Lectio Divina - Forty-one


Teilhard de Chardin, quoted in The Oxford Book of Prayer. Oxford: Oxford University Press, 1989, p.7.

Blessed be you, harsh matter, barren soil, stubborn rock: you who yield only to violence, you who force us to work if we would eat. Blessed be you, perilous matter, violent sea, untameable passion: you who unless we fetter you will devour us. Blessed be you, mighty matter, irresistible march of evolution, reality ever new-born; you who, by constantly shattering our mental categories, force us to go ever further and further in our pursuit of the truth. Blessed be you, universal matter, unmeasurable time, boundless ether, triple abyss of stars and atoms and generations: you who by overflowing and dissolving our narrow standards of measurement reveal to us the dimensions of God . . .


2 comments:

Lindsay Boyer said...

This week I am up in the country, surrounded by birds building nests and raising their young.
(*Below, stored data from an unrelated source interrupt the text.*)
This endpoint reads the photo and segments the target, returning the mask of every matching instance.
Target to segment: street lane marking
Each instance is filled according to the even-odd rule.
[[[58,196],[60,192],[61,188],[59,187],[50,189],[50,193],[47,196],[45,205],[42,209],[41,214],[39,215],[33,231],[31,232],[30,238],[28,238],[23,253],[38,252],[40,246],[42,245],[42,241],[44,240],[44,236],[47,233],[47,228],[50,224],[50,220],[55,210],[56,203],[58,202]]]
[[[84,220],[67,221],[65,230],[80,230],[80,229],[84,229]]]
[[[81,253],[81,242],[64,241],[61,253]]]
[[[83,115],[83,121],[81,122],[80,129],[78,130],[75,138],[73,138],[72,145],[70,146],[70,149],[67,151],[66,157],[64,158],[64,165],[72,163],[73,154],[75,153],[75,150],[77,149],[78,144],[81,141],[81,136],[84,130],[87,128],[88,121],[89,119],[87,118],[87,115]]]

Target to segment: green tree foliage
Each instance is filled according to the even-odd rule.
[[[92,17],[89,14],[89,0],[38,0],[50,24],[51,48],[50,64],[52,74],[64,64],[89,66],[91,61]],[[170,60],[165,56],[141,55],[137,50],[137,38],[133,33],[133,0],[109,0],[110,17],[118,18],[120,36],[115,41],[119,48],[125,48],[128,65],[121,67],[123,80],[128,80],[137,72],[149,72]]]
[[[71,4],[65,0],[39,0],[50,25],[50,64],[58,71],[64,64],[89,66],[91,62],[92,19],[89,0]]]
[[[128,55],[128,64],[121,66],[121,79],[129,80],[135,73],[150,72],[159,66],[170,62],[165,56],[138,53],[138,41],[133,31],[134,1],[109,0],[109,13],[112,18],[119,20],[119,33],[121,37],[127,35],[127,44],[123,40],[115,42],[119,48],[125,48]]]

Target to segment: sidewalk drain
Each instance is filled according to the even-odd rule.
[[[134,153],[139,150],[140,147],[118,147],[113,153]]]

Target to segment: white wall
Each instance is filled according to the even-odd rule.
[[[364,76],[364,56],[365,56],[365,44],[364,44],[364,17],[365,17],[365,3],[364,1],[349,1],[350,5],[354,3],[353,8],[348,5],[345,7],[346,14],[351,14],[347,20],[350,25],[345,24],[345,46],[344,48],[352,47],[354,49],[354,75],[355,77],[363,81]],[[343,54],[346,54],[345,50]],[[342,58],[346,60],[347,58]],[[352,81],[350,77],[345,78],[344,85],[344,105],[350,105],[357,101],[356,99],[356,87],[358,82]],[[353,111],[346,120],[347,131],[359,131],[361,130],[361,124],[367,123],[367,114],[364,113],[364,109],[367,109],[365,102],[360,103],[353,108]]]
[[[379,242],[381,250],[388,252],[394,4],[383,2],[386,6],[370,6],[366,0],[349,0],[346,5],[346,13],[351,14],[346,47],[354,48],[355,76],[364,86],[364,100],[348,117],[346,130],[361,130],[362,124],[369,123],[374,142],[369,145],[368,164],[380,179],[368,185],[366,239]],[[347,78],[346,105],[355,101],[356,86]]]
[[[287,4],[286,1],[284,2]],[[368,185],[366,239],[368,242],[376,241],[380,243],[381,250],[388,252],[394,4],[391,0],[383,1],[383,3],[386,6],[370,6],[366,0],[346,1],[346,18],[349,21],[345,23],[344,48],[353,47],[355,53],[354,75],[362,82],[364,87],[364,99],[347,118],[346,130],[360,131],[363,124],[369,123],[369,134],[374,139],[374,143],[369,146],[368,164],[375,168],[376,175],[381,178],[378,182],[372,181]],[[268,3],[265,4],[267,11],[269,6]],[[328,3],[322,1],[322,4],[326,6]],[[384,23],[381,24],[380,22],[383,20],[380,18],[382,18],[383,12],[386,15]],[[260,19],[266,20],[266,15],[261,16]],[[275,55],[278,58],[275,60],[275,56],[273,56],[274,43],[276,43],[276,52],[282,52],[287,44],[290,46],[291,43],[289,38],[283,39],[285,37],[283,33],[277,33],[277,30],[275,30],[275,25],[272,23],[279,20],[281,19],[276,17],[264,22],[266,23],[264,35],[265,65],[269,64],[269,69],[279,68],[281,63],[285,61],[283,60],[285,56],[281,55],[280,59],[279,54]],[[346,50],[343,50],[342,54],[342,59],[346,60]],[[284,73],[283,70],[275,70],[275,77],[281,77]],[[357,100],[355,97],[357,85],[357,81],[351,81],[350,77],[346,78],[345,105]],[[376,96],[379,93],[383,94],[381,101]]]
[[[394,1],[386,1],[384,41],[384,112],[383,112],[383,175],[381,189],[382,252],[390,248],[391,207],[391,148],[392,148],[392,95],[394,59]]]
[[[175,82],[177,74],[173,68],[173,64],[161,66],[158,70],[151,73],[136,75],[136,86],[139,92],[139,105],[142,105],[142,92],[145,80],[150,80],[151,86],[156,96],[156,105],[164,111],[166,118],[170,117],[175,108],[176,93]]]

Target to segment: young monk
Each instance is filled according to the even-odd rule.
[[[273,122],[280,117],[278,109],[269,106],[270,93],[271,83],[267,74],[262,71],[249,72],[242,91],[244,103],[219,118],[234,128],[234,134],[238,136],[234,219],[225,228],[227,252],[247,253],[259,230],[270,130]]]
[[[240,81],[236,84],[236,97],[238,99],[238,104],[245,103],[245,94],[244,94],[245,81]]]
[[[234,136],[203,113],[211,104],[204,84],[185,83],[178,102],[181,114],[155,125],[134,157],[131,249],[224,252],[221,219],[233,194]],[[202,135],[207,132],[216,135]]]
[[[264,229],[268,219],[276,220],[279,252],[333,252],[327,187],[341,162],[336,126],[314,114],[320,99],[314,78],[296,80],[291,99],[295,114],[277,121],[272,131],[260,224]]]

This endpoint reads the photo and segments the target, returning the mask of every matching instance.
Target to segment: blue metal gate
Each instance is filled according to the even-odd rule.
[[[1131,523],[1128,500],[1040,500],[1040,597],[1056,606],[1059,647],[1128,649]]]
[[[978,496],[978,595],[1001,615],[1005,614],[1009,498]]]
It is very common for us to wake up in the morning to discover that the nest and babies so painstakingly cared for have disappeared in the night, devoured by a predator. As I walked our little dachshunds in the woods yesterday, one of them discovered a baby grouse and ate it in one gulp. I find myself face to face with the harsher side of nature. We revel in images of God’s creation and its beauty, but are sometimes confused by its brutal, destructive side. This prayer from Teilhard de Chardin, reminiscent of God’s speeches from the whirlwind in the Book of Job, blesses all of creation, inviting us to accept all that is, to lean into the challenges the world offers us rather than resisting them.

Jeanne said...

Blessed be it all, blessed be us all, blessed be.